In the fairy tale the “Pied Piper of Hamelin,” the piper used his magical pipe to lead the rats away from the town. I often wish I had a magical pipe to lead students to exploring engineering as a major.
Some say there is no shortage of engineers in the U.S. While one can discuss the merits of that argument, let’s be clear about the fact that there is a shortage of engineers from female and minority backgrounds. Diversity and inclusiveness are essential in this field – both in gender and in ethnicity.
On August 4, the White House was given a letter from the American Society Engineering Education (ASEE) signed by more than 100 deans of engineering across the country. I was among the people who felt strongly enough about the subject to make sure that the White House took notice.
The letter outlined our commitments to diversity and inclusiveness; the development of K-12 or community college pipeline activities; and the implementation of strategies to increase the numbers of women and underrepresented minorities in our faculties. Most importantly, the deans agreed to hold ourselves accountable to these pledges by making sure we assess our commitments and actions to determine if we were able to bring about real change.
Attracting women and minorities to engineering (and to other STEM fields), is essential to maintaining America’s position as a leader in technology innovation. With a homogeneous set of individuals on a team, potential solutions are inherently limited. For innovation to work well, a broad spectrum of ideas is needed.
In the world of atoms and numbers, does the race or gender of the person who studies them really matter? Yes, it does. Corporate leaders tend to agree on the influence of diversity on innovation.
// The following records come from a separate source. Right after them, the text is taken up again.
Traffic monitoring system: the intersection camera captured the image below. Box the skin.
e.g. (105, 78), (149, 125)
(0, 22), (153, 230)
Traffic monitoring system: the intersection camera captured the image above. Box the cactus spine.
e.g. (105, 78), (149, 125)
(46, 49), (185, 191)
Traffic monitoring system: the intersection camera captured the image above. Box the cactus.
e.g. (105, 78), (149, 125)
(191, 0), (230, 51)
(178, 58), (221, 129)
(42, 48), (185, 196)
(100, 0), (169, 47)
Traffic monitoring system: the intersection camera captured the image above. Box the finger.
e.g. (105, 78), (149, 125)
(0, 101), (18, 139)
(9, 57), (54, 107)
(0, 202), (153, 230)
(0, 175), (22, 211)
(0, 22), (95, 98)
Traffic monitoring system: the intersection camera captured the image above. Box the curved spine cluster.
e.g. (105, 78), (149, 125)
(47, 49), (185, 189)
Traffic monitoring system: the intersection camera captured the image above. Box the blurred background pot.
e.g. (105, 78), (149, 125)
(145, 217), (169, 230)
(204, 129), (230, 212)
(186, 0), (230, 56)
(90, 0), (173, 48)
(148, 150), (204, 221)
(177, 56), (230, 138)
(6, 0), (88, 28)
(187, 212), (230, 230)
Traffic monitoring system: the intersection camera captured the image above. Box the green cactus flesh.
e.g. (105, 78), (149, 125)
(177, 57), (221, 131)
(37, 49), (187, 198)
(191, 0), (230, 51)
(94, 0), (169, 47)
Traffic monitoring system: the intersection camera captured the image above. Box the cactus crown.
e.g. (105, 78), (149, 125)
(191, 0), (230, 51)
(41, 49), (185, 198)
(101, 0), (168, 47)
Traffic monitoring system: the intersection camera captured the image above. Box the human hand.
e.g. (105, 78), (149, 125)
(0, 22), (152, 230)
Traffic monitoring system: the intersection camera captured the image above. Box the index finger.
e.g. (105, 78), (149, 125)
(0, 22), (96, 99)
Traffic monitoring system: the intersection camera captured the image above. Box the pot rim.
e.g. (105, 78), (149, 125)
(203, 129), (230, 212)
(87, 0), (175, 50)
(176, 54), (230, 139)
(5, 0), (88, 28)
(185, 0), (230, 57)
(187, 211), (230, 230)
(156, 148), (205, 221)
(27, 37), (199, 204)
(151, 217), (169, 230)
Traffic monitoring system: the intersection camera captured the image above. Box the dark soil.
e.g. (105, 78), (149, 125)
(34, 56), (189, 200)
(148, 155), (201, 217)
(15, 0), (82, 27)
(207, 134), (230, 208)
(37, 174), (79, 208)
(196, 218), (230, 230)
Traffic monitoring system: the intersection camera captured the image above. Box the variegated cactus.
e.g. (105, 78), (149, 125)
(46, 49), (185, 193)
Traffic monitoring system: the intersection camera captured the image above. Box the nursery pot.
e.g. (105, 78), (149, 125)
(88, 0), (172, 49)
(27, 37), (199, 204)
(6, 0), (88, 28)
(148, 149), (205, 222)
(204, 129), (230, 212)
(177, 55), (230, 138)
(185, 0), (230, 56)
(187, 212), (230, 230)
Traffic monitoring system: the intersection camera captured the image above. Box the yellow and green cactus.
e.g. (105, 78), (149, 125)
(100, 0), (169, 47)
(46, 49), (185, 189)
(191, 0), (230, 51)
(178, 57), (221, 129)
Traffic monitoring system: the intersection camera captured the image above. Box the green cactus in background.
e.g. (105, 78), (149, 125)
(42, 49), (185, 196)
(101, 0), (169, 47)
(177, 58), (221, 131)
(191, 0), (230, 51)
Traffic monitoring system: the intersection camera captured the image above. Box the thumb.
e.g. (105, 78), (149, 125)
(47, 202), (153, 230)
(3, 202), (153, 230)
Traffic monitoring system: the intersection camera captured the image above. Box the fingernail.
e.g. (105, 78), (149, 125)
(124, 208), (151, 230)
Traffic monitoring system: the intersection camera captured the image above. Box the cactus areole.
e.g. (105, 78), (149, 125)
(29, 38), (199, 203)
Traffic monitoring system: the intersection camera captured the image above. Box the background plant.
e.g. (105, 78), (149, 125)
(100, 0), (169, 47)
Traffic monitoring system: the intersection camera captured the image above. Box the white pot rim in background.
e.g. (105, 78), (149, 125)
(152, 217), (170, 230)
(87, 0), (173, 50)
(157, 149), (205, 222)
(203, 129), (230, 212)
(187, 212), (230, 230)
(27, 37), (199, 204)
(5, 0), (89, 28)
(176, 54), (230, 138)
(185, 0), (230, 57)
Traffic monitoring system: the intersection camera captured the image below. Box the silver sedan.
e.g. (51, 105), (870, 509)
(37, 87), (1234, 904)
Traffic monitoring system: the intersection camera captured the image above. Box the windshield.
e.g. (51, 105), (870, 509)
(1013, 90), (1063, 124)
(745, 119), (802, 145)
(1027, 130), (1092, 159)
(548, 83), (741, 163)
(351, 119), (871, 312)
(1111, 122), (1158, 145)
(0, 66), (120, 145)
Forbes magazine surveyed 321 big-company executives on the topic in 2011. Eighty-five percent said that “a diverse and inclusive workforce is crucial to encouraging different perspectives and ideas that drive innovation.”
One company has already stepped up to assist our efforts at Georgia Tech. Intel has set an aggressive goal of dramatically increasing the diversity of its U.S. workforce and has pledged $300 million over the next five years to fund the hiring of underrepresented minorities. Georgia Tech is the first higher education institution to partner with Intel on this initiative. With Intel’s financial commitment, we expect to support 1,000 underrepresented minority students interested in engineering from high school through graduate school.
I am proud that at Georgia Tech, we have produced the most women, African-American and minority engineers at all degree levels combined over the past decade. But we can, and will, do more.
For our nation to make up ground, we need to make history. The higher education and private sectors must combine forces for the purpose of expanding the capacity of underrepresented minorities and women in engineering. Stand-alone initiatives will not solve the problem. We need to coalesce around the issue, not compete with each other. If we can enhance the participation of all demographics, then the students, our institutions, and our nation will be the winners.
We can lead in this initiative, but others must follow. While the magical pipe would come in handy, we will instead issue a call for action. With the proper amount of resources and national will, we can succeed.